Berlin ist ein Verhau, aber ich bezweifle, dass die Wähler im Osten oder Westen Reformwunder von der Koalition erwartet hatten. Sie wünschten sich Schutz von der brutalen Welt da draußen. Der Skandal um die Bankgesellschaft hat das Vertrauen der Berliner in ihre Führungsklasse erschüttert. Es ging dabei nicht allein um Geld, sondern auch um die geheimen Netzwerke, die korrupten Uni-Connections. Die Berliner wollten Transparenz und klare Worte. Nur eine aufrichtige Regierung vermag es, den Einzelnen zur Mitarbeit am öffentlichen Leben zu ermuntern. Der wahre Reichtum Berlins sind seine ehrenamtlichen Organisationen, sein Zivilpatriotismus. Keine andere Stadt – München nicht, Hamburg nicht – verfügt über diese Energie, sie wird aber nicht richtig genutzt.

Es ist nicht schwer, die Prioritäten für Berlin zu ordnen: Gebraucht wird ein dynamischer Dienstleistungssektor, der Jobs produziert, auch Minijobs; die Schulen sollten ermuntert werden, Experimente zu wagen und Bildung attraktiver zu machen; Eltern sollte es leichter gemacht werden, große Familien zu haben – und Verantwortung für die Älteren zu übernehmen.
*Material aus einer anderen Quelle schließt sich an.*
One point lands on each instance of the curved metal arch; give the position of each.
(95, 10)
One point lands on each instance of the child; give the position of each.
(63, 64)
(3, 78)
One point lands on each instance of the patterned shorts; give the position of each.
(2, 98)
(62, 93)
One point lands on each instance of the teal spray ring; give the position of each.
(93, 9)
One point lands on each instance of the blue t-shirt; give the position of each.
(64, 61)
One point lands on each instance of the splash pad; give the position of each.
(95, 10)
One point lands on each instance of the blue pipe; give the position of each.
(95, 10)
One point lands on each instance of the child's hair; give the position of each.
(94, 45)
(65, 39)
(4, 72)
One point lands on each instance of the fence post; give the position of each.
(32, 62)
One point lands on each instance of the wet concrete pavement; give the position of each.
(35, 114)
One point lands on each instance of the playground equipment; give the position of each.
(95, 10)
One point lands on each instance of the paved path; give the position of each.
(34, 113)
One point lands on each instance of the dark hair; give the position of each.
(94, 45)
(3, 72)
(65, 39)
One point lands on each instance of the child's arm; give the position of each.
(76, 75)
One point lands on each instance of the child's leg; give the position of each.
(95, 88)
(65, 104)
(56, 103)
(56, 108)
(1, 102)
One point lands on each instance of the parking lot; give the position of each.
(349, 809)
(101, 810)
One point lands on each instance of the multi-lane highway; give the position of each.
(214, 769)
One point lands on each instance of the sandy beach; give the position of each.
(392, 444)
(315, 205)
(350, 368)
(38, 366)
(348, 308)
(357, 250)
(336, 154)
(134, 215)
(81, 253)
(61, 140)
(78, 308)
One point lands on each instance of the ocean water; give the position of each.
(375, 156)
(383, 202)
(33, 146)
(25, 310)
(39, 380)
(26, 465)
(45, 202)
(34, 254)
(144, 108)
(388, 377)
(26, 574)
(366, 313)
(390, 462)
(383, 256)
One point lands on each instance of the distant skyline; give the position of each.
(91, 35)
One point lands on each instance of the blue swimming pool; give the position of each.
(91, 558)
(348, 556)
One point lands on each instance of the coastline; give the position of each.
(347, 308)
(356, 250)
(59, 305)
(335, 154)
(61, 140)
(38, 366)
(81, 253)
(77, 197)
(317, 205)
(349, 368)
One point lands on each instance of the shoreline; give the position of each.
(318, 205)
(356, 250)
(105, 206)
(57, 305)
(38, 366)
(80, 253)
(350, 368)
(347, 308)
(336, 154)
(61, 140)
Das sind Ziele, die mit einer sozialistischen Partei kompatibel sind, egal ob SPD oder PDS. Alles was ich sehe, sind lähmend hohe Kindergartengebühren, eine konfuse Bildungspolitik und einen Bürgermeister, der die Christiansen-Runde mit aufrichtiger Regierungsarbeit verwechselt, der glaubt, ein Sombrero auf dem Kopf würde Investoren in die Stadt locken. Und er regiert (wenn das das richtige Wort ist) mit der PDS, dem unehelichen Kind einer kriminellen Organisation. Willkommen auf dem Roten Planeten. Nicht einmal George W. Bush würde in diese Schurkenstadt einmarschieren.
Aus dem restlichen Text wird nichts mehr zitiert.